AS 2009 5991
Ordinanza sulla costruzione e l'esercizio delle ferrovie
Ordinanza sulla costruzione e l’esercizio delle ferrovie (Ordinanza sulle ferrovie, Oferr)
Modifica del 4 novembre 2009
Il Consiglio federale svizzero ordina:
I L’ordinanza del 23 novembre 19831 sulle ferrovie è modificata come segue:
Art. 5 Deroghe alle prescrizioni 1 L’Ufficio federale dei trasporti (UFT) può ordinare, in casi eccezionali, deroghe alle prescrizioni o alle disposizioni d’esecuzione della presente ordinanza, allo scopo di prevenire pericoli per le persone, per le cose o per importanti beni giuridici.
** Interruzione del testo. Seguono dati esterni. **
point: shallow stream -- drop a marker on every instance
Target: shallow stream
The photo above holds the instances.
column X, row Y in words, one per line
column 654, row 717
2 L’UFT può accordare deroghe in casi singoli se il richiedente prova che:
a. è garantito lo stesso livello di sicurezza; o b. non ne deriva un rischio inaccettabile e sono adottate tutte le misure propor- zionate atte a diminuire i rischi.
Art. 6 cpv. 3 e 4 3 L’UFT valuta la documentazione nell’ottica dei rischi che la realizzazione com- porta. Può procedere esso stesso all’esame della documentazione oppure disporre l’esame da parte di periti o chiedere attestati e rapporti di perizia al richiedente.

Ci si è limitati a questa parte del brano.